Unlike many start-up founders, former investment banker Christopher Flinos wasn’t aiming to solve a problem when he started working on the concept for Hayvn, the Abu Dhabi Global Market-regulated virtual asset trading platform.
It was while working at Sterling Financial Services, a boutique investment bank he co-founded in Abu Dhabi with a former colleague from Merrill Lynch, that he spotted a major gap in cryptocurrency trading.
Or, as Mr Flinos, co-founder and chief executive of Hayvn, prefers to say, “We saw an opportunity the size of a bus”.
That was about six years ago, a time when there were few opportunities for retail investors to carry out large trades in cryptocurrencies on established platforms or through over-the-counter (OTC) trading desks.
“At the time, there was a ‘no man's land’ of WhatsApp groups and cash trades and things like that,” Mr Flinos, from Melbourne, Australia, says.
“I was trying to put some large trades on for a client and for myself, and I was watching how these transactions had to happen. All they were buying were Bitcoin and Ethereum but they were of significant size … so there wasn't anything available in the market.

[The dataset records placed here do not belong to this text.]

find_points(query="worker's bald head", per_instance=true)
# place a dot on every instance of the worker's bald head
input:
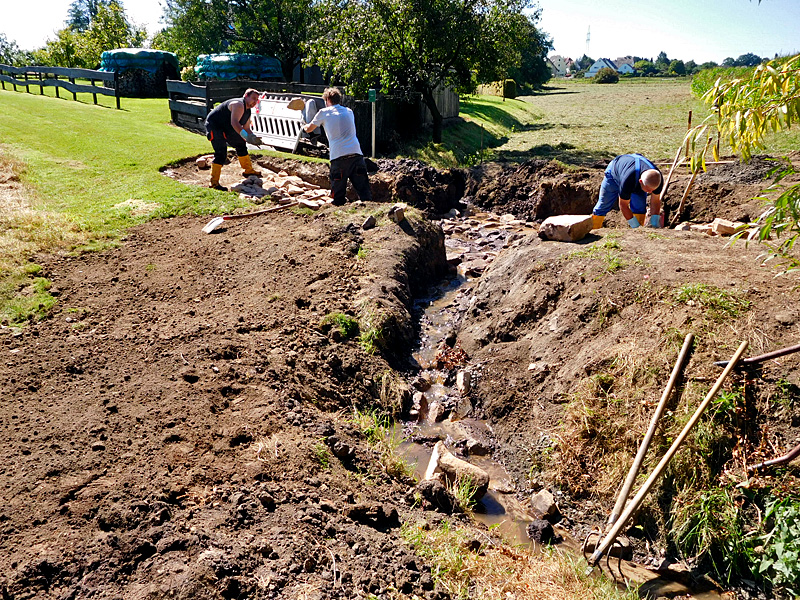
(650, 180)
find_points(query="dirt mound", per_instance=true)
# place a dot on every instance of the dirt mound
(175, 428)
(574, 343)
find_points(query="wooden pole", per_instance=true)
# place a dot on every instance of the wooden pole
(654, 476)
(669, 175)
(676, 217)
(688, 129)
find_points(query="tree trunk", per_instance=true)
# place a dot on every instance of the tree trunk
(430, 102)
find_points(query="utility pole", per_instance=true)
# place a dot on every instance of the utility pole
(588, 35)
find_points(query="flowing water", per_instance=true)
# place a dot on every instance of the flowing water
(444, 413)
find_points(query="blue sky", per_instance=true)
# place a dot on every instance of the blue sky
(699, 30)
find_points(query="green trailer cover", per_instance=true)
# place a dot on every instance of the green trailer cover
(124, 59)
(241, 66)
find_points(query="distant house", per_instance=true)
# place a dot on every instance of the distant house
(561, 66)
(600, 63)
(553, 70)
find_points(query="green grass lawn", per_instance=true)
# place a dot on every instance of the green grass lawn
(578, 123)
(85, 170)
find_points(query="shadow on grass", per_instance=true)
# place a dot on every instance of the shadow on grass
(464, 143)
(563, 152)
(492, 114)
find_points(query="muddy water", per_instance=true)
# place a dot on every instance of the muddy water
(472, 243)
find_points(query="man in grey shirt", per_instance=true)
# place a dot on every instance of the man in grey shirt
(347, 161)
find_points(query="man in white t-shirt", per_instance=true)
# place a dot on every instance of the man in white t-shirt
(347, 161)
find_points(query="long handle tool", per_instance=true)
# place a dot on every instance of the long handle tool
(761, 358)
(656, 474)
(637, 462)
(217, 221)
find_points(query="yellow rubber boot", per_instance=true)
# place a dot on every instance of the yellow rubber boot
(216, 171)
(247, 165)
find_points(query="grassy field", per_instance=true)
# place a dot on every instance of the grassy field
(88, 173)
(578, 123)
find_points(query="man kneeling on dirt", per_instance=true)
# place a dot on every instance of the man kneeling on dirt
(229, 124)
(347, 161)
(630, 178)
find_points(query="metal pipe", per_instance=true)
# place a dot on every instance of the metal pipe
(637, 500)
(637, 462)
(786, 458)
(761, 358)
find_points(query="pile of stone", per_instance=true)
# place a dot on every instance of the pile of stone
(473, 243)
(720, 227)
(282, 188)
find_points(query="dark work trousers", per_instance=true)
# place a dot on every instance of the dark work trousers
(222, 138)
(350, 167)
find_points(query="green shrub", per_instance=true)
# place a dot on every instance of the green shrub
(606, 75)
(780, 561)
(347, 325)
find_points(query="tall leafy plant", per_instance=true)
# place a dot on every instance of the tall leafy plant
(745, 110)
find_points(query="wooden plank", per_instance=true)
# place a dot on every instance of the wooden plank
(188, 108)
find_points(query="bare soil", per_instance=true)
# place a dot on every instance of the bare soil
(179, 424)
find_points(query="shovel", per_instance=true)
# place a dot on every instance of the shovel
(217, 221)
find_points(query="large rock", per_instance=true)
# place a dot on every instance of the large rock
(544, 506)
(455, 468)
(566, 228)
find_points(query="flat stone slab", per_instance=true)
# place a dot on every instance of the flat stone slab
(566, 228)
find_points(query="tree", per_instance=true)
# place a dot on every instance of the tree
(584, 63)
(414, 46)
(677, 67)
(10, 54)
(271, 27)
(82, 13)
(606, 75)
(745, 111)
(532, 70)
(64, 51)
(662, 62)
(108, 30)
(747, 60)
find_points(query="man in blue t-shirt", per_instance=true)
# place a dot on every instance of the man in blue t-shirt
(347, 161)
(630, 178)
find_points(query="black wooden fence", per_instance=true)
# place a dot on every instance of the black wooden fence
(60, 77)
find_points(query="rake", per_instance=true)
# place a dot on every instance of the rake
(217, 221)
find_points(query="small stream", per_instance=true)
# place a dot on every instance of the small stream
(444, 413)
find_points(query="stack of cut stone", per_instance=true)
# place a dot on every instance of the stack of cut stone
(283, 188)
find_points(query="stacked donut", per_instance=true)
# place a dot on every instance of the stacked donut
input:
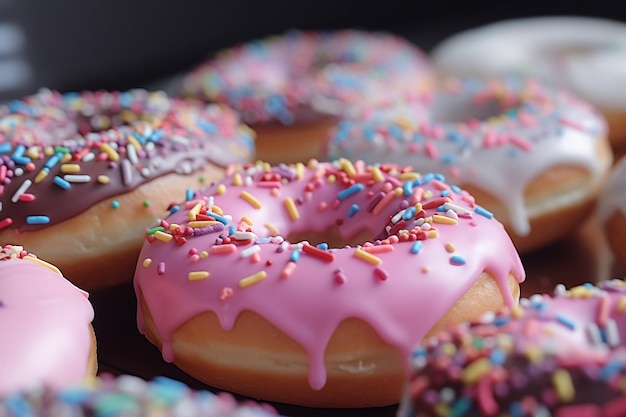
(554, 356)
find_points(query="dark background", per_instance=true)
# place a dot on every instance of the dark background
(119, 44)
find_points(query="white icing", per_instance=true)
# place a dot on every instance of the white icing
(503, 170)
(613, 195)
(583, 54)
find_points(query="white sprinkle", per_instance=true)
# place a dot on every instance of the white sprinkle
(250, 251)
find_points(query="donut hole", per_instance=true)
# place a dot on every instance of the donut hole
(460, 108)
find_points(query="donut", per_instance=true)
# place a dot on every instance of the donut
(128, 396)
(318, 278)
(291, 88)
(45, 321)
(584, 55)
(560, 355)
(611, 211)
(83, 174)
(534, 156)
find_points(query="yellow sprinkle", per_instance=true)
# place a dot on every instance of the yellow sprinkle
(111, 153)
(409, 176)
(43, 263)
(348, 167)
(562, 381)
(377, 174)
(476, 370)
(432, 234)
(195, 210)
(70, 168)
(40, 176)
(367, 257)
(197, 275)
(444, 219)
(250, 199)
(252, 279)
(299, 170)
(292, 210)
(273, 229)
(198, 224)
(163, 237)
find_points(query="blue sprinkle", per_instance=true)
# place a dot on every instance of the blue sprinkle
(408, 188)
(353, 189)
(483, 212)
(37, 219)
(189, 194)
(609, 370)
(409, 213)
(566, 321)
(353, 210)
(416, 247)
(457, 260)
(60, 182)
(497, 356)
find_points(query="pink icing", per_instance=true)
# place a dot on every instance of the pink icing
(327, 286)
(45, 322)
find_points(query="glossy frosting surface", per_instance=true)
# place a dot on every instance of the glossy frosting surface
(45, 323)
(89, 146)
(224, 251)
(496, 135)
(282, 78)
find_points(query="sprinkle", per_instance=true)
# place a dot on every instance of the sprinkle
(197, 275)
(292, 209)
(318, 253)
(163, 237)
(250, 199)
(563, 385)
(252, 279)
(483, 212)
(416, 247)
(223, 249)
(367, 257)
(457, 260)
(288, 270)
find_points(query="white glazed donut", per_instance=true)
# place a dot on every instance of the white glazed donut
(535, 156)
(583, 54)
(612, 210)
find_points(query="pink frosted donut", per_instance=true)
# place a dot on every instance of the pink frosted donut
(319, 278)
(45, 321)
(556, 356)
(534, 156)
(290, 89)
(612, 210)
(128, 396)
(82, 174)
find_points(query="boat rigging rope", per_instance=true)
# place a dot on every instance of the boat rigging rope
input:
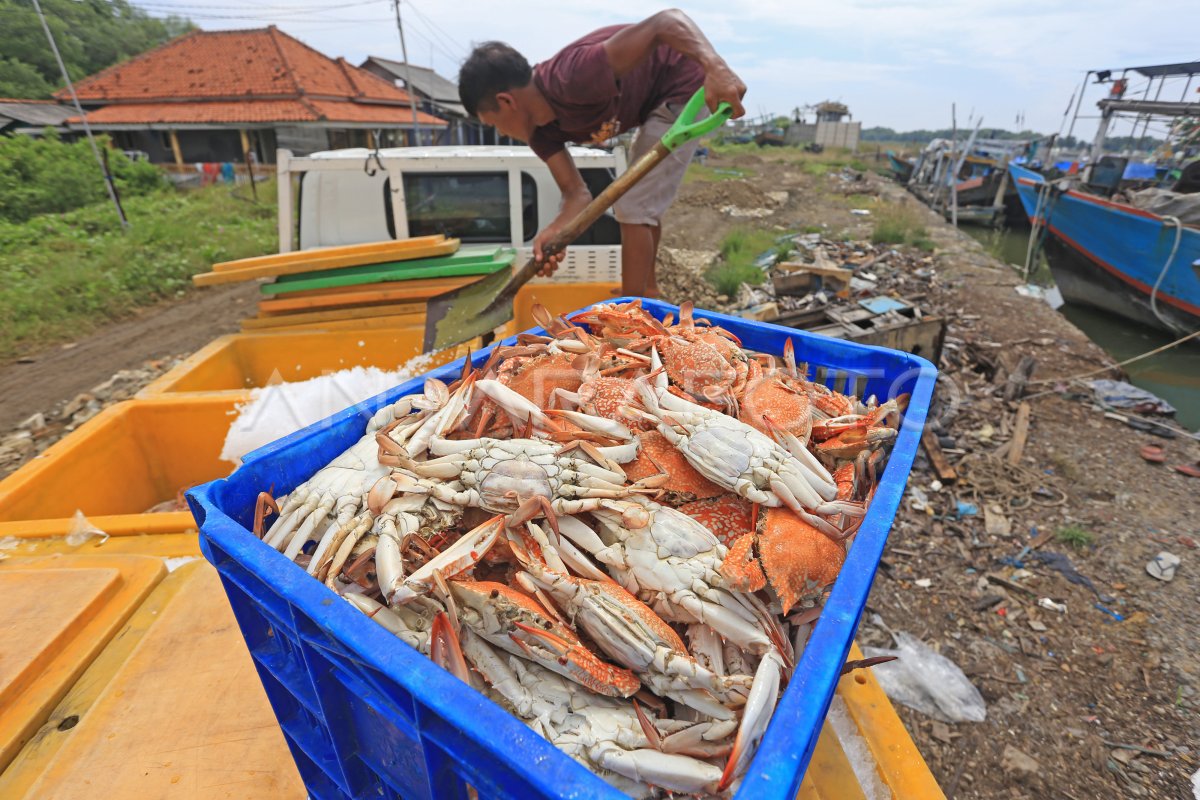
(1153, 294)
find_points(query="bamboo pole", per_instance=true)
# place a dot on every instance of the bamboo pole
(177, 149)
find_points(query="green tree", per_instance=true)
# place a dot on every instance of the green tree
(21, 79)
(41, 175)
(90, 34)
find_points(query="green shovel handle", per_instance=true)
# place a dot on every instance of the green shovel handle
(687, 128)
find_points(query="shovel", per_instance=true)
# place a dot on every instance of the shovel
(477, 308)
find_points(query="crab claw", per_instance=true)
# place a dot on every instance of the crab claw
(755, 717)
(383, 491)
(264, 503)
(444, 648)
(459, 557)
(514, 404)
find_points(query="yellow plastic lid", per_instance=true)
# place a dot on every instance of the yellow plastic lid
(59, 613)
(173, 708)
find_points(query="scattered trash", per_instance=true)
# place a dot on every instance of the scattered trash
(1049, 605)
(1152, 452)
(1061, 564)
(1014, 761)
(82, 530)
(995, 523)
(881, 305)
(1117, 394)
(1051, 295)
(928, 681)
(918, 500)
(1163, 566)
(1191, 470)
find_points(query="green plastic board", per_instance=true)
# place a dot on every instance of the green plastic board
(468, 260)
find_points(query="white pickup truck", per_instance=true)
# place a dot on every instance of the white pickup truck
(483, 193)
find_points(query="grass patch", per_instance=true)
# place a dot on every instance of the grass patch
(706, 174)
(65, 274)
(738, 250)
(1078, 539)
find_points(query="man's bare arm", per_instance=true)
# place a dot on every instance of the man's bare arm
(575, 198)
(630, 46)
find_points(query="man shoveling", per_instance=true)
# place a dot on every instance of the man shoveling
(609, 82)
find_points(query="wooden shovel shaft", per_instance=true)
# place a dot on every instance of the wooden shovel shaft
(594, 210)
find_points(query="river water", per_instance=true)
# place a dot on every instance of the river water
(1174, 374)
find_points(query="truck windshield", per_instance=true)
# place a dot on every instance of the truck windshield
(472, 206)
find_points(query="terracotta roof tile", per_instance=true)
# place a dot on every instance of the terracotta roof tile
(229, 65)
(256, 110)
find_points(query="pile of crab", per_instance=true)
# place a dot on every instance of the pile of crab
(621, 531)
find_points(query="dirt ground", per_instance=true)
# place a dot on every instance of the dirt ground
(39, 380)
(1062, 690)
(1079, 704)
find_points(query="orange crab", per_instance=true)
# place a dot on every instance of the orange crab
(657, 456)
(621, 323)
(519, 624)
(727, 516)
(787, 408)
(786, 553)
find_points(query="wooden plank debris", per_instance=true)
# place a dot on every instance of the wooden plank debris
(942, 465)
(1020, 433)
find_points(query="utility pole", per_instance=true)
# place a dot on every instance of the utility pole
(75, 98)
(408, 74)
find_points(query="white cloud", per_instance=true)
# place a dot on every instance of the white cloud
(897, 64)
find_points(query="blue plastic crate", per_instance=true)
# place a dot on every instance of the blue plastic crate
(366, 716)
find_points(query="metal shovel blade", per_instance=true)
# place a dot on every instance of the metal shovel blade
(469, 311)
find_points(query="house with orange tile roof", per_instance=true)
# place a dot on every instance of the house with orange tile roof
(219, 96)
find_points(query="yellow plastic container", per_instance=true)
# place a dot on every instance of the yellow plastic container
(124, 461)
(59, 613)
(172, 708)
(243, 361)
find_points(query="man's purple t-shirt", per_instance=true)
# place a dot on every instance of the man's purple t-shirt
(591, 106)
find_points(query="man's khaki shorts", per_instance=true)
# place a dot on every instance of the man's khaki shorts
(647, 202)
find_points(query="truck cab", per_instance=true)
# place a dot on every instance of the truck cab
(480, 194)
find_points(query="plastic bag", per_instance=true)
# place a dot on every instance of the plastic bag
(82, 530)
(928, 681)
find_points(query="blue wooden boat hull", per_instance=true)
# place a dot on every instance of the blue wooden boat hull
(1117, 253)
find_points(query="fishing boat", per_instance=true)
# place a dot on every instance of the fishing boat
(1133, 253)
(1116, 257)
(967, 182)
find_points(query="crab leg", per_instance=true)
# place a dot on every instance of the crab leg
(461, 555)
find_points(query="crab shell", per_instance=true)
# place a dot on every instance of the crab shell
(515, 621)
(605, 396)
(796, 559)
(787, 408)
(537, 377)
(655, 455)
(727, 516)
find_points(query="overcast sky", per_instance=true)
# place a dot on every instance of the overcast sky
(894, 62)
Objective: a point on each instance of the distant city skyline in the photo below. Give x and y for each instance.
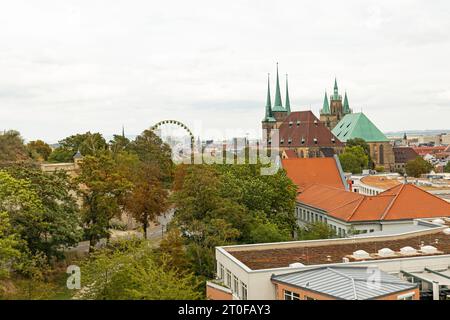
(76, 66)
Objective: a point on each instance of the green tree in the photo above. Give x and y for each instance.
(24, 208)
(9, 245)
(59, 218)
(89, 144)
(118, 144)
(39, 150)
(354, 159)
(131, 270)
(12, 148)
(417, 167)
(447, 167)
(103, 191)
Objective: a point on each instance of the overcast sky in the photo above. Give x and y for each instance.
(71, 66)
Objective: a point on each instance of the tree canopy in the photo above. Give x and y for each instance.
(354, 159)
(417, 167)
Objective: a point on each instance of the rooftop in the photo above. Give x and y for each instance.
(303, 129)
(317, 252)
(306, 171)
(385, 182)
(346, 283)
(357, 125)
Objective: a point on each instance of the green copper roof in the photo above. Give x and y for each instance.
(288, 101)
(346, 105)
(278, 105)
(357, 125)
(326, 105)
(269, 117)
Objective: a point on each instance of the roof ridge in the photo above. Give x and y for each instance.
(428, 193)
(347, 203)
(355, 295)
(392, 201)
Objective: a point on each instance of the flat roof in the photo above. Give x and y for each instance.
(316, 252)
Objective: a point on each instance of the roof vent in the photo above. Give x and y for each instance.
(386, 252)
(408, 251)
(428, 249)
(361, 254)
(296, 265)
(438, 221)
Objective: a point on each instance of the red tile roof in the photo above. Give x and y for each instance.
(306, 171)
(304, 125)
(402, 202)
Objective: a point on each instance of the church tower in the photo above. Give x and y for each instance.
(332, 112)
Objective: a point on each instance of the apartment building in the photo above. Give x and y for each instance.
(416, 264)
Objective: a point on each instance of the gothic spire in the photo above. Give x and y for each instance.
(288, 101)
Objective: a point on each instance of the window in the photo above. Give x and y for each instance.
(406, 296)
(228, 283)
(244, 291)
(289, 295)
(236, 285)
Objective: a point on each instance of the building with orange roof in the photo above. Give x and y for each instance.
(347, 212)
(307, 171)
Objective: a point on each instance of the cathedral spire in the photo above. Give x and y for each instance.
(346, 105)
(326, 105)
(288, 101)
(278, 104)
(268, 116)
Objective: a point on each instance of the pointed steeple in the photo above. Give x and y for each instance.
(269, 116)
(346, 105)
(288, 101)
(278, 104)
(326, 105)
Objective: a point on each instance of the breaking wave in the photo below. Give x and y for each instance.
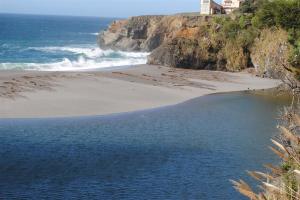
(81, 58)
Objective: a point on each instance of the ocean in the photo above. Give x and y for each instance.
(57, 43)
(187, 151)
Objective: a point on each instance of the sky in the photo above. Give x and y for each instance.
(102, 8)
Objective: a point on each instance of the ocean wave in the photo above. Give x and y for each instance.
(91, 52)
(68, 65)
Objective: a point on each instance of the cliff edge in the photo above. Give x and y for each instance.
(193, 41)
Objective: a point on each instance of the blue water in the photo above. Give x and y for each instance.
(57, 43)
(187, 151)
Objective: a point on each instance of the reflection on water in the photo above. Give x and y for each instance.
(187, 151)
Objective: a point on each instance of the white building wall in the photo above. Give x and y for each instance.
(205, 7)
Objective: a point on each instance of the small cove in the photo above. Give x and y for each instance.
(186, 151)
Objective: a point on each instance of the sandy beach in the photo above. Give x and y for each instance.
(25, 94)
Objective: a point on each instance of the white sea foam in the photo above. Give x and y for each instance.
(88, 58)
(78, 65)
(91, 52)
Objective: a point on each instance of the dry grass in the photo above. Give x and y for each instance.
(281, 182)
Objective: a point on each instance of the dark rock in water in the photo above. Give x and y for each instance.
(173, 40)
(192, 41)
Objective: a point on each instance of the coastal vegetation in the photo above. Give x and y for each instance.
(263, 34)
(281, 182)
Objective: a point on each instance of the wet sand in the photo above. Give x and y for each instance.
(26, 94)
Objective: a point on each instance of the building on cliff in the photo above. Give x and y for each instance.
(210, 7)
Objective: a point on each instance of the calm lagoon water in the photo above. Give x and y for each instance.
(187, 151)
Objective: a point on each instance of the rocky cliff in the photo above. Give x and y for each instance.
(198, 42)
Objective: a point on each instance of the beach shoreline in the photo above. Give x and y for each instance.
(36, 94)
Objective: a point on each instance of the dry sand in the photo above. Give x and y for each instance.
(63, 94)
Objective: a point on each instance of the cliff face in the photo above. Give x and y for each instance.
(177, 41)
(191, 42)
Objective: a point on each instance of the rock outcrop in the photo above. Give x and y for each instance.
(191, 41)
(176, 40)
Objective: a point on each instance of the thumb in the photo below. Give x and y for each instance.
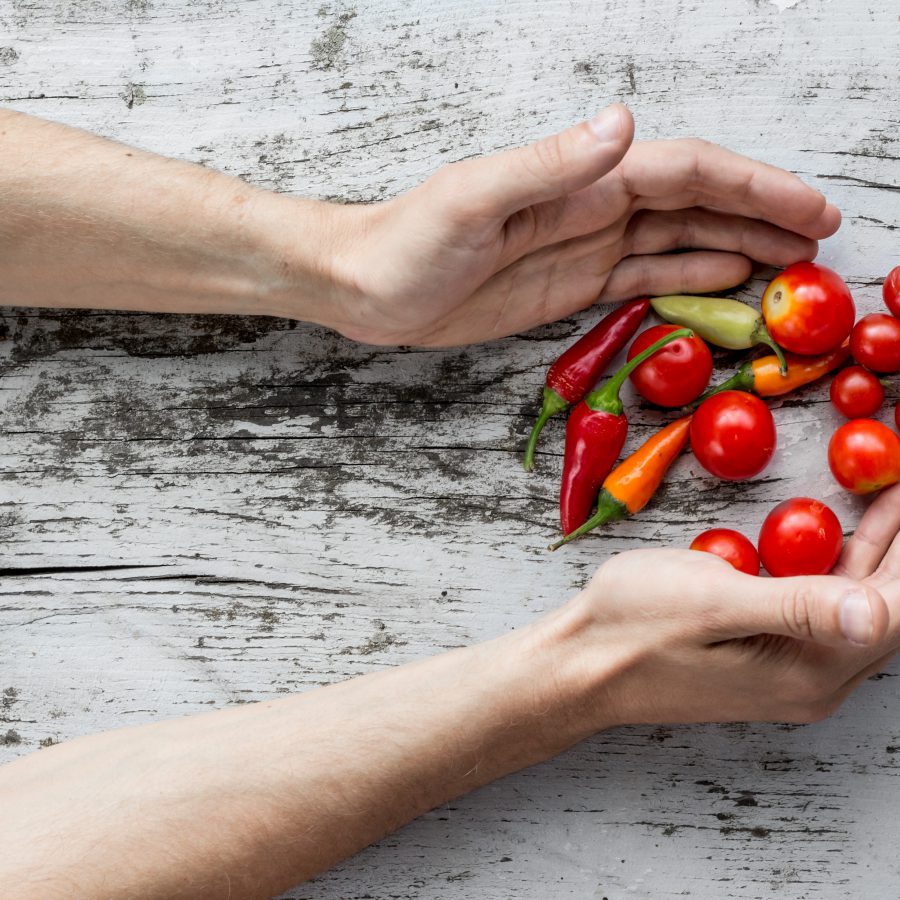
(825, 609)
(554, 166)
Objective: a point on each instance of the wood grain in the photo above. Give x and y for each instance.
(201, 511)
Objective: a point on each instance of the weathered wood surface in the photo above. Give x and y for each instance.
(227, 509)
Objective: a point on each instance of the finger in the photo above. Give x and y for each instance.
(495, 187)
(825, 609)
(874, 544)
(728, 181)
(691, 273)
(703, 229)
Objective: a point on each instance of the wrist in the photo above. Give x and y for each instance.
(301, 245)
(575, 668)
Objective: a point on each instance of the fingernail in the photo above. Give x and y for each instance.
(856, 618)
(607, 125)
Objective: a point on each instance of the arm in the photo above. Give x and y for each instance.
(485, 248)
(248, 801)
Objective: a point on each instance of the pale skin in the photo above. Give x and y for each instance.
(246, 802)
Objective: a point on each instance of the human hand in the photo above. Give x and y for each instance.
(695, 640)
(493, 246)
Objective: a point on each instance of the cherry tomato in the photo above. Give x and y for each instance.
(808, 309)
(856, 393)
(801, 536)
(732, 546)
(733, 435)
(875, 342)
(864, 456)
(890, 290)
(675, 375)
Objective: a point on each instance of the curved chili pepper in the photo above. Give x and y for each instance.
(723, 322)
(763, 376)
(595, 434)
(629, 487)
(579, 367)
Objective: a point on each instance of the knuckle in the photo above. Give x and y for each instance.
(799, 613)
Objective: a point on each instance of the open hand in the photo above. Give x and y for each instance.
(493, 246)
(703, 642)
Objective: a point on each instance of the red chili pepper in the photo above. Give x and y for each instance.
(595, 435)
(578, 369)
(628, 489)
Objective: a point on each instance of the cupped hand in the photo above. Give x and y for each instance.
(493, 246)
(703, 642)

“My view was that this can't continue. The technology is too good for this sort of trading to continue indefinitely, so the idea started with the trading desk.”
Mr Flinos and fellow founder Ahmed Ismail set up Hayvn in 2018 by adapting their “investment bank DNA” to create a platform that offered investors a regulated “safe haven” in the “anti-establishment”, often volatile world of cryptocurrencies, he says.
“Our business isn't built on the blockchain but all the products that we use are, so I think everybody quite likes that approach,” Mr Flinos says.
“And the best thing about it is, I don't need to reinvent the wheel; I just have to go about doing what I normally would have done if I was working at Merrill, but just be you.”
In recent years, the UAE has emerged as a global centre for virtual assets.
In March last year, Dubai adopted the Dubai Virtual Asset Regulation Law, which aims to create an advanced legal framework to protect investors and provide international standards for virtual asset industry governance that promotes responsible business growth in the emirate.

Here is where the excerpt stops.